Sua vida foi de trabalho, de preocupação com o bem-estar dos seus filhos. Éramos três, eu o mais velho. A irmã do meio, Neusa, morreu com 13 anos, em 1949. Maria Thereza, a caçula, está, bem de saúde, mãe de um casal e avó de cinco meninos.

Uma vez, meu pai entrara na casa dos 80, ocorreu-me a boa idéia de gravar com ele uma longa entrevista em que, o mais naturalmente possível, ele fosse recolhendo de sua excelente memória aqueles fatos marcantes de sua vida, muitos desconhecidos por nós, porque não é mesmo do temperamento familiar ficar por confidenciando, remoendo. Ele falou por mais de hora, desde sua infância em Mococa, da vida  transcorrida numa chácara nas proximidades do Mercado. Reviveu os pais, os avós, os muitos primos, a amizade que unia os parentes Lauria, D’Elia, Marchese, Marino, Mollo, Maffeo... O Grupo Escolar Barão de Monte Santo foi a boa escola que teve. Dali, para um cartório, onde se esmerou numa letra inclinada, clara e firme, que exercitou pela vida toda. Lembrou-se das professoras, dos funcionários, dos amigos de tanto tempo.

Aprender um ofício era imperativo a que ninguém podia fugir; era escolher entre mecânico, marceneiro, barbeiro, sapateiro, alfaiate. Bem que ele queria se firmar no cartório, mas a família, com as cabeçadas de meu avô, acabou indo para Santos e depois voltando para estes lados, fixando-se em São José.

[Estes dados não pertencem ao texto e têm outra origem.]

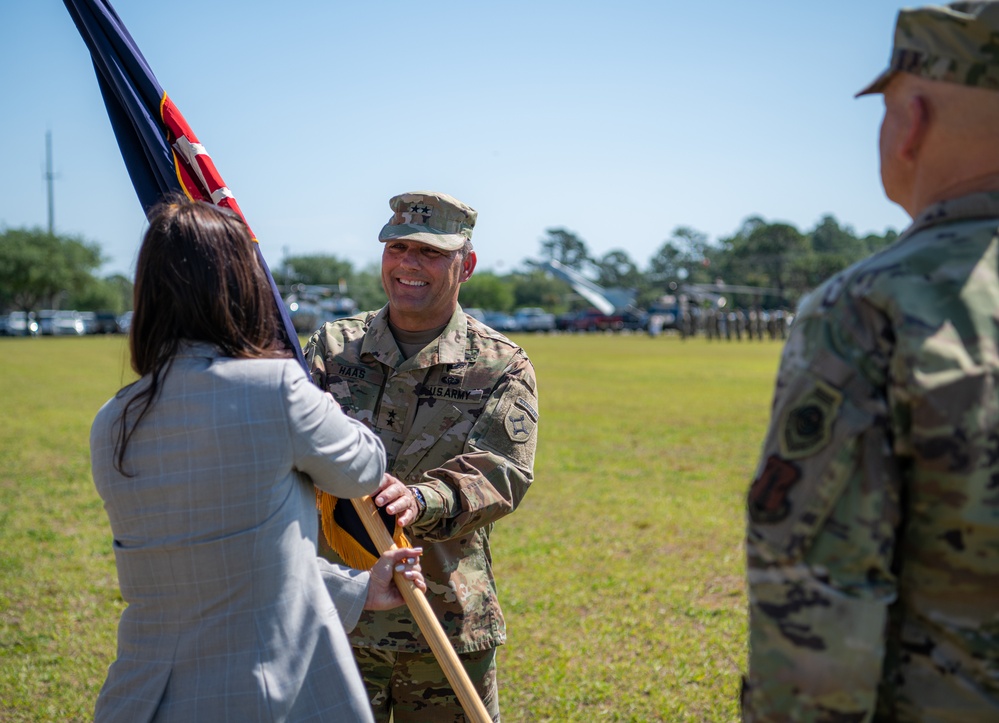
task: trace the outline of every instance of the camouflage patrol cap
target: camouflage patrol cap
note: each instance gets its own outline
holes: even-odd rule
[[[456,251],[472,238],[478,215],[474,208],[436,191],[413,191],[389,200],[392,218],[378,234],[379,241],[407,239],[442,251]]]
[[[855,97],[880,93],[895,73],[999,90],[999,2],[900,10],[888,68]]]

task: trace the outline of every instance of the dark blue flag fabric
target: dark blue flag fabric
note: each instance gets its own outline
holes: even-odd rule
[[[143,210],[148,212],[168,193],[184,193],[188,198],[228,208],[246,221],[204,146],[163,91],[111,3],[64,2],[90,50],[111,127]],[[283,340],[308,373],[295,327],[259,243],[257,255],[284,322]]]
[[[107,0],[63,2],[90,49],[108,117],[143,210],[148,212],[164,195],[179,192],[188,198],[230,209],[246,221],[204,146],[163,91],[111,3]],[[260,244],[256,246],[274,294],[274,303],[284,321],[284,342],[308,374],[309,368],[288,309],[260,252]],[[323,497],[326,498],[324,505],[336,511],[335,519],[332,519],[332,509],[326,509],[324,515],[324,518],[331,518],[331,529],[326,531],[330,545],[353,567],[373,565],[378,551],[353,506],[337,505],[335,497]],[[383,509],[379,512],[386,529],[394,533],[396,543],[408,547],[402,530],[395,526],[395,518]]]

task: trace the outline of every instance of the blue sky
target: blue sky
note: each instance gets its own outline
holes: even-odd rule
[[[677,226],[751,215],[902,229],[881,190],[879,97],[900,2],[117,0],[276,267],[377,262],[396,193],[479,211],[479,268],[545,229],[645,267]],[[89,54],[59,0],[0,4],[0,227],[44,227],[131,274],[144,218]]]

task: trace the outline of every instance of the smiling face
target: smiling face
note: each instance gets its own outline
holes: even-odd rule
[[[441,251],[407,239],[385,243],[382,286],[389,319],[405,331],[443,326],[458,305],[458,291],[475,269],[475,252]]]

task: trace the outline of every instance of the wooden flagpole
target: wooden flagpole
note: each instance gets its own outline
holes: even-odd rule
[[[364,529],[368,531],[368,536],[378,549],[379,554],[387,550],[396,549],[397,545],[392,539],[392,535],[385,529],[385,524],[378,515],[378,508],[375,506],[374,500],[370,497],[361,497],[359,499],[352,499],[351,503],[354,505],[354,509],[357,510],[357,516],[364,523]],[[471,723],[492,723],[492,718],[486,712],[486,707],[482,704],[478,691],[475,690],[472,681],[469,680],[468,673],[465,672],[465,668],[458,659],[458,654],[451,647],[451,641],[444,635],[444,629],[441,627],[440,621],[437,620],[433,610],[430,609],[430,603],[427,602],[426,595],[423,594],[420,588],[403,577],[401,572],[393,571],[392,576],[395,579],[396,587],[399,588],[402,597],[409,606],[410,612],[416,618],[416,624],[419,626],[420,632],[423,633],[423,637],[430,644],[430,649],[433,651],[434,657],[437,658],[437,662],[440,663],[444,675],[447,676],[448,682],[451,684],[451,688],[454,690],[455,695],[458,696],[458,701],[465,710],[465,715],[468,716],[469,721]]]

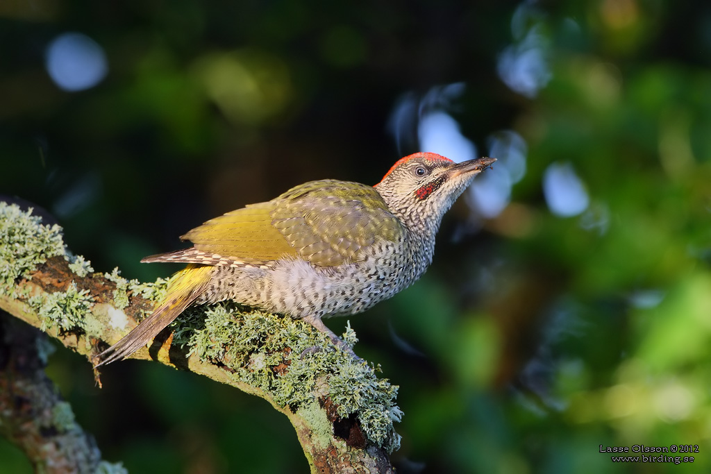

Sorteado, serviu o Exército no regimento de cavalaria de Piraçununga, de que sempre falou com saudade e emoção. Participou do grande desfile do centenário da Independência em São Paulo, com a presença do presidente da República. Invariavelmente, ano após ano, acompanhou pela televisão a parada militar do 7 de Setembro, aguardando com ansiedade a parte final da solenidade: os Dragões da Independência desfilando a galope ao som da “Carga da Brigada Ligeira”, de Von  Souppé, se não me engano. Nunca lhe faltou o na garganta e a voz embargada. Por ele, ficaria no Exército, mas colocou em prioridade o dever de assistir a família, de situação financeira muito instável. Acabou voltando para , abriu seu salão na Rua 13 de Maio, deu novo rumo à vida e não pôde desenvolver todo o potencial de inteligência.

Lia muito, falava com correção e escrevia com clareza. Bela escola primária de outros tempos!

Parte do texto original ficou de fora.